Conversational AI is the quickest way to convert your leads into prospective customers. It has already built an enormous application space in the technology and marketing domains. Businesses are adopting voice-based assistants to enhance their sales efforts and increase the lead generation processes. According to McKinsey, AI has the potential to add between $1.4 to $2.6 trillion in sales for businesses worldwide.
Many well-known brands are implementing conversational AI in their business models to offer customers with personalized experiences. AI helps businesses to understand the intent of the customer while engaging in conversations with them. In the present time, customers have a variety of options to make purchase decisions. Businesses can further leverage the NLP algorithm to respond to customer intent in the form of text or voice. Conversational AI uses an ML algorithm to continuously learn customer behavior, their language based on the conversations and help generate recommendations to ease the customer’s product choices. This method can be achieved by using powerful intelligent chat platforms. The conversational AI must be well trained and computed before customer handling. More customer-centric campaigns with marketing techniques coupled with product recommendations and predictive lead scoring can be used to drive sales and maximize revenue potential.

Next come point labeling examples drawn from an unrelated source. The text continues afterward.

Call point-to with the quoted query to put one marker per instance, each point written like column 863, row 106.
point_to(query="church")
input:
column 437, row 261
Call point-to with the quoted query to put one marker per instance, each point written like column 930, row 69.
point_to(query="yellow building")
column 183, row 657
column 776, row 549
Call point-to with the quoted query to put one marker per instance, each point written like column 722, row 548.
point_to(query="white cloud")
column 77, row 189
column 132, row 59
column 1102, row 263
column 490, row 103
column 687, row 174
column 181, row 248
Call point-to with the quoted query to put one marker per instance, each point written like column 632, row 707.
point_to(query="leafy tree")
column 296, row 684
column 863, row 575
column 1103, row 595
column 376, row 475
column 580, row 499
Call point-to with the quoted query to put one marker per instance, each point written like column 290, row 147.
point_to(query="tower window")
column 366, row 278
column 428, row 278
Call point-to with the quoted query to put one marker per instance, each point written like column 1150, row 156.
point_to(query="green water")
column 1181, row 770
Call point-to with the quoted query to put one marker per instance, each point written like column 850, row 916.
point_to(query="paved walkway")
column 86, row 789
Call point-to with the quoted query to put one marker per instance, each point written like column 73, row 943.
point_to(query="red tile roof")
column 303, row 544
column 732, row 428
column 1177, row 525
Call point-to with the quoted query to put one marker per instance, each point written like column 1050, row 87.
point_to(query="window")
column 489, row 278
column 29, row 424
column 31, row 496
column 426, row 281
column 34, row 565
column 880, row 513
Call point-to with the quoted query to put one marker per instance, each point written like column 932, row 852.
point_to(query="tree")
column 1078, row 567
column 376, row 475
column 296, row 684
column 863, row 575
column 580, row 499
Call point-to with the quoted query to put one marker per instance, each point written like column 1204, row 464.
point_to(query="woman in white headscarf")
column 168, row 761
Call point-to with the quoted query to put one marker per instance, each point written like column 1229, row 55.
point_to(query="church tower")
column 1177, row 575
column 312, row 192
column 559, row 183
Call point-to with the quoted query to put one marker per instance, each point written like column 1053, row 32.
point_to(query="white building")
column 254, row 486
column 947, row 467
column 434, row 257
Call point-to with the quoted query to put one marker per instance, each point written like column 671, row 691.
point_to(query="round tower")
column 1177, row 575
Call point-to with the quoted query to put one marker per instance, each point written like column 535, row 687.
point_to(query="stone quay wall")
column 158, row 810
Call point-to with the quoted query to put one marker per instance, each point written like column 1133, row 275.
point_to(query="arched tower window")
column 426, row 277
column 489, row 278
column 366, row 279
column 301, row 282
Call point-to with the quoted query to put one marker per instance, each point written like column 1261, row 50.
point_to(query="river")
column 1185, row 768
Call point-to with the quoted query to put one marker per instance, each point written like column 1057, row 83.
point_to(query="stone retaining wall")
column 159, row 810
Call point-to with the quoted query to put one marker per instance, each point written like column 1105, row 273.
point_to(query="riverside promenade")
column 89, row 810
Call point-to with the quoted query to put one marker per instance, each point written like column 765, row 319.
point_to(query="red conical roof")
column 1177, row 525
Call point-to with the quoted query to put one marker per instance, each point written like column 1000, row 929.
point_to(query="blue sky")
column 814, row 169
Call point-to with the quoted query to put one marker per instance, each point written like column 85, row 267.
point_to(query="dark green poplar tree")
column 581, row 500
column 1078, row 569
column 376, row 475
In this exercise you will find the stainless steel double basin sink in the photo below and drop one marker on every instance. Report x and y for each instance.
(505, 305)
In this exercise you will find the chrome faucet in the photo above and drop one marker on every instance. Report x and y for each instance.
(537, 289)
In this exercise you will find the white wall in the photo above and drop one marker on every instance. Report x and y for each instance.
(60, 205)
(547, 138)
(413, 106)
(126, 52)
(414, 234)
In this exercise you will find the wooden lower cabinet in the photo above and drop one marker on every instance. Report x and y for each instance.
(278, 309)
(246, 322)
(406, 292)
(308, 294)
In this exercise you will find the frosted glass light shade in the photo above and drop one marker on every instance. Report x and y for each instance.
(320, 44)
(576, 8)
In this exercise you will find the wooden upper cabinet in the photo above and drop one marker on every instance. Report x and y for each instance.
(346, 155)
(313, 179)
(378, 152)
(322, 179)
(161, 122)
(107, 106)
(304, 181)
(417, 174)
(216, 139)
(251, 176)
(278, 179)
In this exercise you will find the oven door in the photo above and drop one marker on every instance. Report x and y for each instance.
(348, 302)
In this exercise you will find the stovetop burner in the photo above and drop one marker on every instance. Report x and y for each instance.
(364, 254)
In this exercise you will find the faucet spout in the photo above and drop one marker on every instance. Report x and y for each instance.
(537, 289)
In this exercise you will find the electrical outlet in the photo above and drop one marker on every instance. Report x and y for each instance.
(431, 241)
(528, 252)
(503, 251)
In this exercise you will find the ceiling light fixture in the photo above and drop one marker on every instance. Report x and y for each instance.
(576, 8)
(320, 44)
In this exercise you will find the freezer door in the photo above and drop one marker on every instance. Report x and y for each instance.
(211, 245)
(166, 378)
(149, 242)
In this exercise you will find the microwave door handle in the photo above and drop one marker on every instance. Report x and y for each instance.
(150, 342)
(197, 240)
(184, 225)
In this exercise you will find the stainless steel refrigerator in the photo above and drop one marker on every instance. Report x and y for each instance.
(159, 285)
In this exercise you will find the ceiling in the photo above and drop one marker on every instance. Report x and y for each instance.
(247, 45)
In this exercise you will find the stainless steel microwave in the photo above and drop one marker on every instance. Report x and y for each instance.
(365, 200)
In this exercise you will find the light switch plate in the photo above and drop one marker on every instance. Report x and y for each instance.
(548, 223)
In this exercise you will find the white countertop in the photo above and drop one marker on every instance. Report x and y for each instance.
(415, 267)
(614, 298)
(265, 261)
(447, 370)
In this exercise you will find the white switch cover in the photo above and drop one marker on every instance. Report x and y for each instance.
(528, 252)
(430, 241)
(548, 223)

Customer-centric campaigns – Businesses now are more digitally-driven which is an added advantage in conversational AI implementation. Organizations’ websites have various customer-centric forms such as feedback forms, inquiry forms, subscription forms, etc which helps them to keep a record of all the data collected. And with the help of conversational AI, organizations can do predictive analytics and get insights in real-time to address the customers with more relevant products and services. Organizations can further segment the customers based on their intent by applying funnel analytics to get a more clear understanding of how their products and services are meeting their customer needs, a segment of customers’ desires, new innovations prospects are looking for and much more.

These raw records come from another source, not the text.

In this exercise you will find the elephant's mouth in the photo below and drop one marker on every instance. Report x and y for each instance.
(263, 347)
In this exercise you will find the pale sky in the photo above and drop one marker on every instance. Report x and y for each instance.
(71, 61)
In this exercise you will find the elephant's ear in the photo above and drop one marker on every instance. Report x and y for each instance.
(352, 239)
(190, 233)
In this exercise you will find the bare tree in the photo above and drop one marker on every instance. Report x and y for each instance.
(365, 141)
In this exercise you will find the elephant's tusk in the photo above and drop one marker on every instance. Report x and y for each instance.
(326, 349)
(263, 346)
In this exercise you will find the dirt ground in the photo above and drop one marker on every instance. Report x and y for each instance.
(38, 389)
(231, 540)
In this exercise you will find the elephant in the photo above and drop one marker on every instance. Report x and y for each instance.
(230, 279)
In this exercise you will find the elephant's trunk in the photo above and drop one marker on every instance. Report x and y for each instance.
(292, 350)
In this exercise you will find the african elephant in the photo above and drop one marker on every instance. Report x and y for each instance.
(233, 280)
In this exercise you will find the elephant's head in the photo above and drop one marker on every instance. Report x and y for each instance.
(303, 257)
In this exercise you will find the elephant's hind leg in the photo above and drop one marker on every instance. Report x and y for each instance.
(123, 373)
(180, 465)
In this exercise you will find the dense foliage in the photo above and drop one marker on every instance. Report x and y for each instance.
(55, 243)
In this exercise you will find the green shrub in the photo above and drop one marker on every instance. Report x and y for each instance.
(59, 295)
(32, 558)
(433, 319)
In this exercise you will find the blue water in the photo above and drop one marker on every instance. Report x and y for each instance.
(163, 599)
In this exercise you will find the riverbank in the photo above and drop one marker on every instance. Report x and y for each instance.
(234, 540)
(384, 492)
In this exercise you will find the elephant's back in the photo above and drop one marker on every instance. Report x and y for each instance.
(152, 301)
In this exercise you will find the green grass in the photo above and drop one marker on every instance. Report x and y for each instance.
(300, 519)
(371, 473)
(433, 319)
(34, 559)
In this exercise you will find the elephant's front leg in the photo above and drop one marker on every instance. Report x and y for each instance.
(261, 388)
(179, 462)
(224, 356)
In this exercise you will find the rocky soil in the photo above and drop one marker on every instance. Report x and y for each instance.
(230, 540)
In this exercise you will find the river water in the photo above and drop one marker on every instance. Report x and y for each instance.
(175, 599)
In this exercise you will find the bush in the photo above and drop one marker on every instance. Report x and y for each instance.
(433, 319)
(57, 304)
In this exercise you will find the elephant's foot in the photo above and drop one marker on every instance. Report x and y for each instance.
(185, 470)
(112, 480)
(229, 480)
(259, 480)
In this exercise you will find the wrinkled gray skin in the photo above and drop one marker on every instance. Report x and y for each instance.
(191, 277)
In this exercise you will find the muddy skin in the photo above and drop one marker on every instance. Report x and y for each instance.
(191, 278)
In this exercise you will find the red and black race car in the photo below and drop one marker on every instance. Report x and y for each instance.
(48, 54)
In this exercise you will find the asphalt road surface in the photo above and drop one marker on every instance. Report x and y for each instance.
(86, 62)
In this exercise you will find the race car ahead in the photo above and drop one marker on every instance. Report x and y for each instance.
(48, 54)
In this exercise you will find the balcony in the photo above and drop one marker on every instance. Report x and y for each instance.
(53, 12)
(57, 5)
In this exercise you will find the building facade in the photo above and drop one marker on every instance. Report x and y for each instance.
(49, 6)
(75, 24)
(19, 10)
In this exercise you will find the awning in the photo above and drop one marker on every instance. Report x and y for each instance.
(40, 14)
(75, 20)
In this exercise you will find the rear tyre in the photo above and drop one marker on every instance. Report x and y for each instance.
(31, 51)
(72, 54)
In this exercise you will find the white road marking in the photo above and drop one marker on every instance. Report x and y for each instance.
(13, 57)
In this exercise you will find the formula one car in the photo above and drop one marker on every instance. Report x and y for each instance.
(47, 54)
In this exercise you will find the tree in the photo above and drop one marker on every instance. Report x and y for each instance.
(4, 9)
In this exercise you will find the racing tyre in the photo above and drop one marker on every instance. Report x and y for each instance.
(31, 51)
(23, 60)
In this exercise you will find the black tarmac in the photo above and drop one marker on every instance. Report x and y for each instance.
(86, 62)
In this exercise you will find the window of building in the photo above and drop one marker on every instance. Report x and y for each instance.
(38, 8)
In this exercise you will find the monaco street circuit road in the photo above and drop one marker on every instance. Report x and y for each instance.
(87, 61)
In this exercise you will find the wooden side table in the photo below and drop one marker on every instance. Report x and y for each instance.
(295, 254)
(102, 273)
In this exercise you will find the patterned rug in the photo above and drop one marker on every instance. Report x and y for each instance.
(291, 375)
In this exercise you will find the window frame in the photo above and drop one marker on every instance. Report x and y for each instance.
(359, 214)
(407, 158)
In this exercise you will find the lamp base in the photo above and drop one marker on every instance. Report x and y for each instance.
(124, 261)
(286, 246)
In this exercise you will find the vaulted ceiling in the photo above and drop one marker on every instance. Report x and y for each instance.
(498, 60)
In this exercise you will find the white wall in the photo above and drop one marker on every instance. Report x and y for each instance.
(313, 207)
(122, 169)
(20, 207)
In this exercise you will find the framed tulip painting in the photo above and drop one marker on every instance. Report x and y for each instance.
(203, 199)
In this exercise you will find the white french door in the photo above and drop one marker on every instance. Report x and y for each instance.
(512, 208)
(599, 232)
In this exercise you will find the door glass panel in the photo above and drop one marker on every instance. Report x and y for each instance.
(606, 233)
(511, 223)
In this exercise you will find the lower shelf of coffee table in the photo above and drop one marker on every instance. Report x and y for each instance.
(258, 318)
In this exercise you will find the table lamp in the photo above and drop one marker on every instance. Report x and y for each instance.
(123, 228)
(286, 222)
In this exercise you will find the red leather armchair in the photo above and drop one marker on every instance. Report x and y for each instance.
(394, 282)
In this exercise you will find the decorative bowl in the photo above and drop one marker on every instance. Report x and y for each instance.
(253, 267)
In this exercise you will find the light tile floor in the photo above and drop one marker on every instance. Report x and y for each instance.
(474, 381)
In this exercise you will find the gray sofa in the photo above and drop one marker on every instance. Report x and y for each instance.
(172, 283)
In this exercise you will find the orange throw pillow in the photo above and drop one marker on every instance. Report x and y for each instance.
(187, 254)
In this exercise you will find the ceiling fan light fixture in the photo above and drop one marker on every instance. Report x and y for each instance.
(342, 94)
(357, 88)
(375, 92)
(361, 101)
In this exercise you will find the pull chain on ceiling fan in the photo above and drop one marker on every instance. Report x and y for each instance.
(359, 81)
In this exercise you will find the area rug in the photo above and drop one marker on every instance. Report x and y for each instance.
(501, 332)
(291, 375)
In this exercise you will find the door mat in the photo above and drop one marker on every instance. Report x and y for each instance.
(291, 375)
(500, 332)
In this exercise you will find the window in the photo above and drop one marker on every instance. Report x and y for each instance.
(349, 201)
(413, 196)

Market research – Many organizations do extensive market research before rolling out products and services in order to segment their target markets. Conversational AI eases their research analytics models by providing them with actionable insights and assistance on how to deal with various market segments. As conversational AI can automate repetitive tasks without human interventions the possibility of any error is minimal.

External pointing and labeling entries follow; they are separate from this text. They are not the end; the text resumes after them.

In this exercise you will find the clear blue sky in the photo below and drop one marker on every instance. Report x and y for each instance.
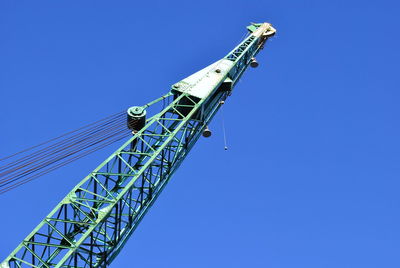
(311, 177)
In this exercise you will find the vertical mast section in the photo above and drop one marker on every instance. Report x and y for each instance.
(89, 227)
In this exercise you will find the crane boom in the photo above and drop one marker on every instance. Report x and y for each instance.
(89, 227)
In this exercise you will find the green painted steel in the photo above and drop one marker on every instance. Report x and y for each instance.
(90, 226)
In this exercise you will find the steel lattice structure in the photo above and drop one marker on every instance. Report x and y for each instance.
(90, 226)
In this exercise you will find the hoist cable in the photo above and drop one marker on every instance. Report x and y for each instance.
(65, 134)
(28, 179)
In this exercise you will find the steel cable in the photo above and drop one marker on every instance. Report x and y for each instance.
(38, 160)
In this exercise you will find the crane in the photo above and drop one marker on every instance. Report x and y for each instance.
(91, 225)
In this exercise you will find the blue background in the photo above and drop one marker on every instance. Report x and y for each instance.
(311, 177)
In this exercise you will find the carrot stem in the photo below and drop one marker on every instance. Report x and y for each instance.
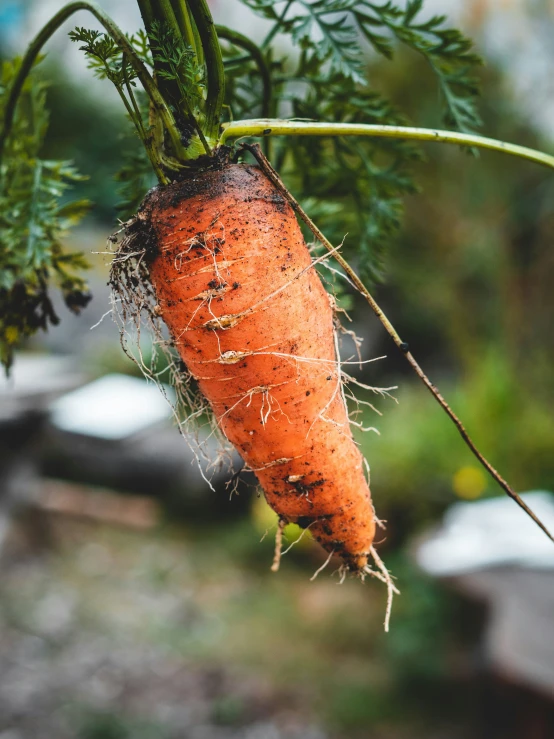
(274, 177)
(277, 127)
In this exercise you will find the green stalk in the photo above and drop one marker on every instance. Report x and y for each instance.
(237, 39)
(214, 66)
(186, 26)
(276, 127)
(119, 37)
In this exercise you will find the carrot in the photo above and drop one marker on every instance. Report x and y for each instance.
(251, 320)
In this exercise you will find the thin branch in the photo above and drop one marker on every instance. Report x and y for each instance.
(276, 127)
(276, 180)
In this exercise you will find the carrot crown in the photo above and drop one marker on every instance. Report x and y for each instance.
(189, 87)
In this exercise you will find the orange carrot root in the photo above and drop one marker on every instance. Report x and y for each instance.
(233, 280)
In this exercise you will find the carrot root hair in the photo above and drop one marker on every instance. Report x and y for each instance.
(384, 575)
(278, 545)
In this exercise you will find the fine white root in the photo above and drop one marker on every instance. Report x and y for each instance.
(323, 566)
(385, 577)
(278, 545)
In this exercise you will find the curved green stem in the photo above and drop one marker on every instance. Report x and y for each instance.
(276, 127)
(119, 37)
(214, 65)
(237, 39)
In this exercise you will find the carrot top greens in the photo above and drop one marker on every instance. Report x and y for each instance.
(179, 79)
(192, 90)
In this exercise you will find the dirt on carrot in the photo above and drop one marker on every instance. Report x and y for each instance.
(234, 282)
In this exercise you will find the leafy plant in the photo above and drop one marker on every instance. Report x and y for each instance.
(182, 62)
(32, 222)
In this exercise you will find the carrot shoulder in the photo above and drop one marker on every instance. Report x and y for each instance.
(250, 318)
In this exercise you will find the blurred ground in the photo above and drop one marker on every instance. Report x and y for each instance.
(179, 630)
(106, 632)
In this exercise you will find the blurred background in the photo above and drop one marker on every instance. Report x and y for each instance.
(137, 602)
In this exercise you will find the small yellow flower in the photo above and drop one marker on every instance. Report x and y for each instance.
(469, 483)
(12, 334)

Sales enablement – The marketing and sales team collects hundreds of leads on a daily basis from several ongoing campaigns and sources. But only a fraction of them is capable of effectively utilizing the leads to final closure. Leads gathered need to be nurtured until the final sign-off. This process is wearisome but significant for the sales team in order to close a deal. It is widely observed that after an initial contact it takes 3-4 follow-ups by the sales team to get a response from the leads. One sales resource can reach out to one lead at a time which will be quite difficult for companies having big data. AI assistants can be integrated into any existing ERP and other databases to contact each leads in a personalized way and do multiple automated follow-ups using deep learning algorithms in order to qualify them as sales prospects within a short time span, unlike human representatives. These tasks can be easily automated using deep learning to close deals rapidly.
Customer relationship management – Sales CRM contains a wide range of leads information and quite often sales representatives are lost in those records while manually searching for lead details that lead to a loss of considerable time. AI helps the sales team to dig up old leads collected way back and somehow fallen off track for not communicating proactively. Conversational AI when integrated with sales CRM provides deeper insights on leads’ intent, demography, and other information required by the sales rep to engage with them proficiently. One huge advantage voice-based assistants can provide here is that the sales personnel are not required to be wary of technical know-how to understand the insights provided. They just need to speak in natural language with the tool and the NLP does the rest. The time and efforts saved by the sales representative can be productively utilized in communication with prospective clients to increase sales closures.
Predicting purchases – Predictive analytics and machine learning can predict customer purchases as the tool is consistently learning from human behavior and can alert the logistics departments about the deficiencies of required materials in their inventory well ahead of time in order to avoid any delay in sales. AI can track the movements of millions of customers on the website at once and decide the demand for definite products and services which encourages the sales team to come up with various promotions on those particular products and services.
Content selling – AI can analyze high volumes of data and track content engagement rates. This can help sales and marketing personnel to prioritize their follow-ups to provide personalized content to prospects at every stage of the customer journey and also share relevant content with the social networks thereby progressing towards a meaningful conversation and a fruitful conversion. AI and ML can be a great support to the sales team in designing sales campaigns and promotions and allows them to offer feasible sales discounts. AI algorithms analyze past price data such as discounted figures, promotional parameters, and sales history and calculate the price elasticity for certain products and services so that the team can set prices optimally personalized to the customers.
Conversational AI not only reduces human efforts in tedious tasks but also helps the sales team to generate more revenue from the market.